The 3D structure of myoglobin. In 1958, Kendrew et al. published the structure of myoglobin, the first complex structure of proteins by the means of X-ray diffraction analysis. Myoglobin is a protein that stores oxygen in human body and animals. Kendrew analyzed 2600 atoms in myoglobin and the structural analysis of such a complex structure was actually a great victory in science. It has taken more than 20 years for many scientists to solve this structure. At a primary stage of computer graphics, it was a great challenge to show such a structure to public. In 1961, Kendrew was invited by Scientific American to write an article regarding the three-dimensional structure of myoglobin. Geis, who had received training as architecture, spent six months on creating a spectacular illustration of the structure of myoglobin. The above image is the computer graphic created by the author to imitate Geis’s original drawing of the myoglobin structure in 1961, in order to salute to his pioneering work in the field of molecular visualization. [Figure reference: Kendrew, J. C. Sci. Am. 205, 96 (1961); Watson, H. C. Prog. Stereochem. 4, 299 (1969)]

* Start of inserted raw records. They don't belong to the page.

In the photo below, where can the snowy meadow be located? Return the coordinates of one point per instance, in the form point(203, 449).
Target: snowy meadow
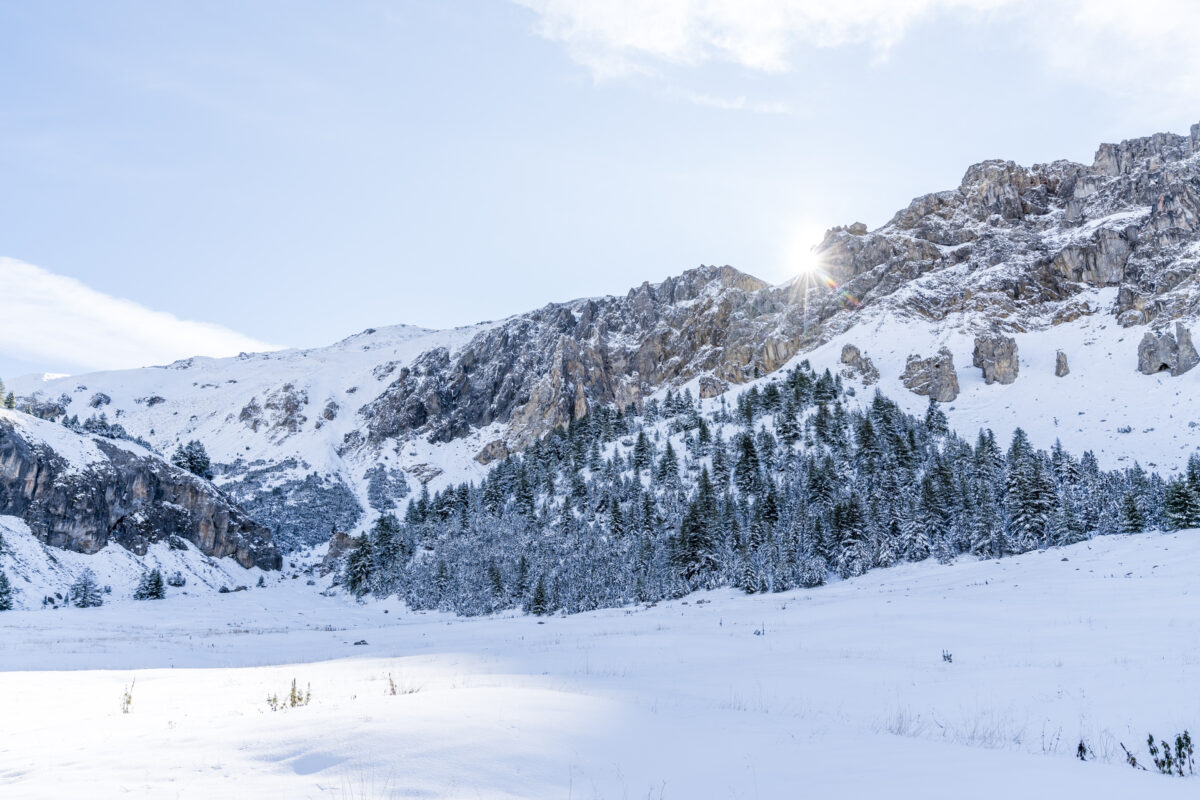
point(977, 679)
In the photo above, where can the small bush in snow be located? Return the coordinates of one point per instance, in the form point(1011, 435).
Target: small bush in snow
point(1179, 761)
point(127, 698)
point(293, 699)
point(5, 594)
point(151, 587)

The 3D structure of hemoglobin. In 1960, Perutz published the three-dimensional structure of hemoglobin. This was the second identified complex protein structure by X-ray diffraction after Kendrew’s myoglobin. Hemoglobin contains four similar protein subunits to myoglobin. The main function of hemoglobin is to transport oxygen in blood. The critical step to solve such structure was to adopt the substitution method of heavy atom that was published by Kendrew in 1954. It took Perutz six more years to obtain the final structure of hemoglobin. After the determination of the hemoglobin structure, Perutz prioritized his research on this protein. One of his important contributions is to explain the mechanism of oxygen combination and releasing of hemoglobin at a molecular level. In 1962, Perutz shared the Nobel Prize in chemistry because of his pioneering work on the structural analysis of hemoglobin. [Figure reference: Dickerson, R. E. and Geis, I. Hemoglobin (1983)]

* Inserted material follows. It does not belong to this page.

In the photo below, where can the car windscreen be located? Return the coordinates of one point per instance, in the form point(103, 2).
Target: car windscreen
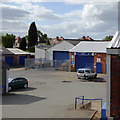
point(80, 71)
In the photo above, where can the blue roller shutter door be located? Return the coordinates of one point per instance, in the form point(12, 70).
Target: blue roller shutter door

Tomato bushy stunt virus. After myoglobin and hemoglobin, more protein structures were determined. By 1976, a total of 31 protein structures were solved. The three-dimensional structure of the capsid of tomato bushy stunt virus, reported by Harrison et al. in 1978, raised the complexity of known protein structures to a new leve. The capsid of tomato bushy stunt virus contains 180 protein subunits and its spherical structure shows icosahedral symmetry. Three different types of proteins are contained in 180 subunits and represented by red, green, and blue colors, respectively. 120 protein subunits may interact with the RNA of the virus, which is enclosed in the capsid in the process of virus self-assembly. Later on, structural biologists determined more complex structures of proteins with critical physiological functions, for instance, the reaction center of photosynthesis (1984), ATP synthetase (1994), ribosome (2000), and spliceosome (2015). All these determined structures have contributed to the understanding the mysteries of life at a molecular level. The above image was adopted from Geis’s original work in 1984. The capsid structure of tomato bushy stunt virus, which was generated with atomic coordinates by using computer-graphics software can be found here. [Figure reference: HHMI Bulleting, April 2000].